With almost the same cast as last year's viewing, this four-part piece, divided into costume colors, backdrops, and motifs of the four annual seasons, was commanding at every moment. An exceptional cast was chosen at each juncture. Jason Fowler, in his signature role as Janus, opened the festivities, and Megan Fairchild, along with Adam Hendrickson (a one-man blizzard) and Aaron Severini, led Winter in icy repose, after Andrew Veyette introduced the season with drama and dynamics. The corps was adorable, as they shivered and shook in the presumed cold, as video snowflakes fell against the eclectic backdrop by Santo Loquasto (a renowned figure in all art genres).

Dana Hanson introduced the pastel Spring, with flowery, soft textures abundant. Jenifer Ringer and Jared Angle led Spring with warmth and style, although Mr.
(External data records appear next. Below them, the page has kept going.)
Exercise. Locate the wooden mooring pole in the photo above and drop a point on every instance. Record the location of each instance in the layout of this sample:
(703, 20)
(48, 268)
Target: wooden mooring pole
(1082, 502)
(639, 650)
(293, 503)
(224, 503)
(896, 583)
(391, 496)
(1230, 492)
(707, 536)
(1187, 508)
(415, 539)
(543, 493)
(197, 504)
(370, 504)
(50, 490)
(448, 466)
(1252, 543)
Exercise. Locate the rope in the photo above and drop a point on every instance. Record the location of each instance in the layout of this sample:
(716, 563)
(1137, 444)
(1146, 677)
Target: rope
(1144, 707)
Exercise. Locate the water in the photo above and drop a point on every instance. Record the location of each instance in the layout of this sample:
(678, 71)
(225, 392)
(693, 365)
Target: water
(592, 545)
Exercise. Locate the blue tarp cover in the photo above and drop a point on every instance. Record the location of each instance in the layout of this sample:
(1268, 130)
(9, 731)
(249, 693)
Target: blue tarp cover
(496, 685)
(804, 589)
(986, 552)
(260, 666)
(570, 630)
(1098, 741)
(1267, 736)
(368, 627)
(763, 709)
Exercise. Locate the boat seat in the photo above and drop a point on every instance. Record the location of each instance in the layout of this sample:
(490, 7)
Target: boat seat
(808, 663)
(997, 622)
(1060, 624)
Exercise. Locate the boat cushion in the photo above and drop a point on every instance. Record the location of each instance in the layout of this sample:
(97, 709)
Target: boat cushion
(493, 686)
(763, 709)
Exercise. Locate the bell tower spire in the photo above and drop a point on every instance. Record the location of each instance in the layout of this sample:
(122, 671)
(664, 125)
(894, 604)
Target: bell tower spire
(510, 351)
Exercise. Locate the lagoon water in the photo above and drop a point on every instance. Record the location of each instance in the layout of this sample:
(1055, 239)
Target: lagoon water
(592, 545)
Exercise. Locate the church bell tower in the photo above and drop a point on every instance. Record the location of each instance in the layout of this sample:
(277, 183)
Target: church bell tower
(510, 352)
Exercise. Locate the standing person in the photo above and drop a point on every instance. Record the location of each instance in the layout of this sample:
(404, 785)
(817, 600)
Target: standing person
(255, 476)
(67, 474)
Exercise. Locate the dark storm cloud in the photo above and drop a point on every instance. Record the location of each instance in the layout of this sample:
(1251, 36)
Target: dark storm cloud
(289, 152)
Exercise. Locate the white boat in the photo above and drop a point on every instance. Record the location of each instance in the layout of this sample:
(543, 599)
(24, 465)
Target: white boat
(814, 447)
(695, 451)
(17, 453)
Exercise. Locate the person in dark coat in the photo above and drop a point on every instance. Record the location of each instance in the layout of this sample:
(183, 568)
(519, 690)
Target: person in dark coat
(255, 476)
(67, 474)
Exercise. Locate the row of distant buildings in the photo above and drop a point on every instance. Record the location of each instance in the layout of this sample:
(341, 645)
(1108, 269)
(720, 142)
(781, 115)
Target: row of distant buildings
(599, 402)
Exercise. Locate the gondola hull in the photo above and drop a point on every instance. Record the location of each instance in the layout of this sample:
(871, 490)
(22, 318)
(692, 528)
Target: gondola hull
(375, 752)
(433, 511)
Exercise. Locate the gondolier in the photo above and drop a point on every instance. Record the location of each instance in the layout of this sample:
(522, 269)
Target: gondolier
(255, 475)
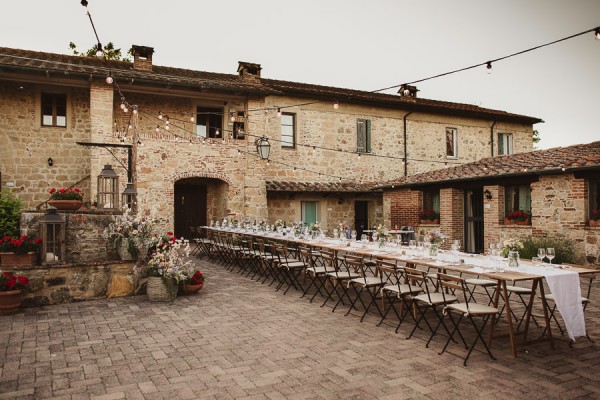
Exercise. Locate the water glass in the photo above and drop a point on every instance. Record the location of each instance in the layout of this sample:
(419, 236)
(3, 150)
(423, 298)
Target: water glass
(550, 254)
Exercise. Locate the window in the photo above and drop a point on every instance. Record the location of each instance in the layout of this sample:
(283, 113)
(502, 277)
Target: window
(451, 142)
(288, 130)
(54, 109)
(517, 198)
(310, 213)
(209, 122)
(594, 195)
(504, 143)
(431, 200)
(363, 136)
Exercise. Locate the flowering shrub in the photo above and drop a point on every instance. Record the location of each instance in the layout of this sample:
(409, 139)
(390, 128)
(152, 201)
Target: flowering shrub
(195, 279)
(518, 216)
(10, 281)
(66, 194)
(436, 237)
(512, 244)
(20, 244)
(429, 215)
(137, 230)
(168, 260)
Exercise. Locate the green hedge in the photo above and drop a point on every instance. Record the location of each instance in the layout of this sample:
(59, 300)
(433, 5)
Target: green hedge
(563, 248)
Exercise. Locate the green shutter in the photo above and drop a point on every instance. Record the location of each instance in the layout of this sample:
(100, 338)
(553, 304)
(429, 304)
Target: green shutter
(368, 135)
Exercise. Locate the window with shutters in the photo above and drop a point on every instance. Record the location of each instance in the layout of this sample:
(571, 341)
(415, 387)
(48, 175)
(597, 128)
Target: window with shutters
(54, 109)
(363, 136)
(504, 144)
(288, 130)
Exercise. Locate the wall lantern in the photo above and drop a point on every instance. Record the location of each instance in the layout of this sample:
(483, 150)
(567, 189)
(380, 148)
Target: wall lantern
(129, 197)
(263, 147)
(52, 229)
(108, 188)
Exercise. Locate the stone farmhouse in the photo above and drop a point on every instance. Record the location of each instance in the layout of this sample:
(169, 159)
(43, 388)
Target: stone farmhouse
(187, 140)
(559, 188)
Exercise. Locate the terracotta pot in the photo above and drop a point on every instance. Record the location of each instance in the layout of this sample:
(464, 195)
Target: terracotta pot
(18, 260)
(66, 204)
(512, 222)
(191, 289)
(10, 302)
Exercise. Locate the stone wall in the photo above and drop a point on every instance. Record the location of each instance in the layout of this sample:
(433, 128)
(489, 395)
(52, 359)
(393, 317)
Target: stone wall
(84, 241)
(68, 283)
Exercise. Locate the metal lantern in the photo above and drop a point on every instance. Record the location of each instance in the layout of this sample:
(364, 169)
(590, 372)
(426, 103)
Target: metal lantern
(52, 229)
(108, 188)
(263, 147)
(129, 196)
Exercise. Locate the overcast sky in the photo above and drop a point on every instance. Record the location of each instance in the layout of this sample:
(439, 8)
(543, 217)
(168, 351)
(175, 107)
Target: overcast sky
(364, 45)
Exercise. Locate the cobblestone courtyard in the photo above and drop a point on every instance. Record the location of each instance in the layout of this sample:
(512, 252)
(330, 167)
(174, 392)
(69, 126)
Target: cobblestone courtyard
(240, 339)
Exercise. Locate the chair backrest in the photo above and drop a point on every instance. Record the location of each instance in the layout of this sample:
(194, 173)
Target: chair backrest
(453, 284)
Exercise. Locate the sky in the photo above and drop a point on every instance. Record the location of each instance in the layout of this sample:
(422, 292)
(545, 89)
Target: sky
(365, 45)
Angle could be more impassioned in partnering and presence. Summer was introduced by Sara Mearns and led by Rachel Rutherford and Stephen Hanna with generous gestures that exuded the heat and desire rampant in the nature of the season. But, it was Fall that drew the most accolades, as Ashley Bouder (substituting for Alexandra Ansanelli) and Joaquin De Luz (substituting for Benjamin Millepied), along with a surprising Antonio Carmena as an animal-like creature with incredible potency, brought the audience to vocal ovations.

The corps supported this trio with engaging energy, and Ms. Bouder and Mr. De Luz exuded in motion the reds and oranges of the fiery, Fall backdrop. They fed off each other's and Mr. Carmena's power and athleticism, and their youthful exuberance closed a rare Robbins tribute with magnificent results. Kudos to Maurice Kaplow, to NYC Ballet Orchestra, and to Jerome Robbins for this memorable evening.